Allah Teâlâ, kadın ve erkeği aynı özden yaratmış, farklı niteliklerle donatarak birbirine eş kılmış ve insanoğluna aile olma nimetini bahşetmiştir. Kadın ve erkek, fıtratına uygun bir şekilde üstlendiği sorumluklarla birbirinin rakibi değil refikliğiyle asırlar boyunca aileyi ve toplumu ayakta tutmayı başarmıştır. Ancak modernitenin temellerini oluşturan pozitivizm, sekülarizm ve feminizm yeni bir dünyanın kuruluşunu beraberinde getirmiştir. Sanayi Devrimi ile birlikte, şehirleşme artmaya, geleneksel dinî ve ahlaki değerler gerilemeye, bireysel ve toplumsal hafıza modernleşmeye başlamıştır. Kuşkusuz bu süreçten en çok etkilenen kurumların başında da aile gelmektedir.

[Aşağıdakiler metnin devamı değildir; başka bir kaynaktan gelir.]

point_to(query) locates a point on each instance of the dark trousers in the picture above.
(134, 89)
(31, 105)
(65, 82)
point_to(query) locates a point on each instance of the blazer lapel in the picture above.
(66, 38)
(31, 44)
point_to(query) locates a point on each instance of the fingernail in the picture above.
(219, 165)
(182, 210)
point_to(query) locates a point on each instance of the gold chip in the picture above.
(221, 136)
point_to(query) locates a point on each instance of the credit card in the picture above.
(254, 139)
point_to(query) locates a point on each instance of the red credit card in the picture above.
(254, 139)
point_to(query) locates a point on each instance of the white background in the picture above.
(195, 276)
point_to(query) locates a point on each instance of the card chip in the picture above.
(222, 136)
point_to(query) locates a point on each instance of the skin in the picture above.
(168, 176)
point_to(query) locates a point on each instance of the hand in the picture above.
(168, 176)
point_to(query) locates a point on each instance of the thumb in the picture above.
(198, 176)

Yapı ve işlev olarak hızlı bir değişim yaşayan ailede, ebeveynlerin rolleri de köklü biçimde farklılaştı. Elbette bu durum, kadının da erkeğin de birlikte omuz omuza yürüdüğü bir süreçten ziyade rol karmaşasına sebep oldu. Ne kadın tam bir erkek gibi imtiyaz kazandı ne erkek geleneksel sorumluluğundan tümüyle sıyrıldı. Cinsiyetlerden beklentiler, aşağı yukarı aynı kaldı ama babalar babalığın, anneler anneliğin nerede başlayıp nerede bittiğini kestiremez oldu. Bu durum doğal olarak yeni problemlerin de kapısını araladı.

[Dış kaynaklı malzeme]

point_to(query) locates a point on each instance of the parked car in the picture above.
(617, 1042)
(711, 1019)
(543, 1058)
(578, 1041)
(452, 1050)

Diyanet Aile Dergisi olarak bu ay dosyamızda “Günümüzde Değişen Kadın ve Erkek Rolleri” ni ele aldık.” Prof. Dr. Asım Yapıcı, yazısında, değişen dünyanın en çok da kadın ve erkeği dönüştürdüğünü, her iki cinsi de birbirine rakip kıldığını, yabancılaştırdığını belirterek bu durumun, kadın ve erkeğin geleneksel rollerinde kırılmalara yol açtığına dikkat çekti. Kaan H. Süleymanoğlu yazısında: “Rol dağılımındaki adaletsizliğin, iç içe geçen kimliklerin, kendi kendine bir paradoksa dönüşen feminizmin, erkeğe ya da kadına buyurgan bir tavırla yapması ve yapmaması gerekenleri dikte eden anlayışların, üstesinden gelemediği, gelmekte zorlandığı sorunlar yumağı; ancak ve ancak İslam’ın teklif ettiği birlikte yaşama ahlakıyla mümkün olacaktır.” dedi. Dr. Hüseyin Arı, Lokman suresi 17. ayeti kerime ışığında “Ailede Babanın Rolü”nü hatırlattı.

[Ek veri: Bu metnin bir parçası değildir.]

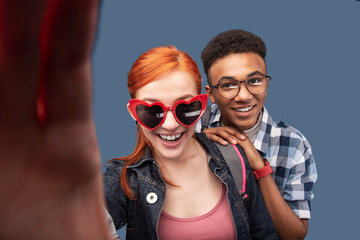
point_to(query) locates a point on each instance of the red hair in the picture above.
(148, 67)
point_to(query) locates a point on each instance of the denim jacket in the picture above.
(251, 218)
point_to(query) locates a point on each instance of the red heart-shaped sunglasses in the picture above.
(151, 116)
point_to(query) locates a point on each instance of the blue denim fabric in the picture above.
(251, 218)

Bu ay söyleşimizi “Semra Ata ile Geleneksel İslam Sanatları Üzerine” gerçekleştirdik. Ailece köşemizde Cihan Uluç, “Neden Evleniriz?” yazısıyla birçok açıdan evliliğin gerekliliğine vurgu yaptı. Meryem Dalğıç bu ay, bir cihan devleti olan Osmanlı’nın kurulmasını gerçekleştirecek nesli yetiştiren “Hayme Hatun”u namıdiğer Devlet Ana’yı kaleme aldı. Geçmiş Zaman Olur ki köşemizde Musa Tektaş, “1 Nisan’dan 29 Mayıs’a İstanbul, Fetih ve Ayasofya” yazısıyla dergimize katkıda bulundu.

Siz değerli okurlarımızı birbirinden kıymetli yazı ve yazarlarımızla baş başa bırakırken yeni sayımızda sizlerle tekrar buluşmayı temenni ediyoruz.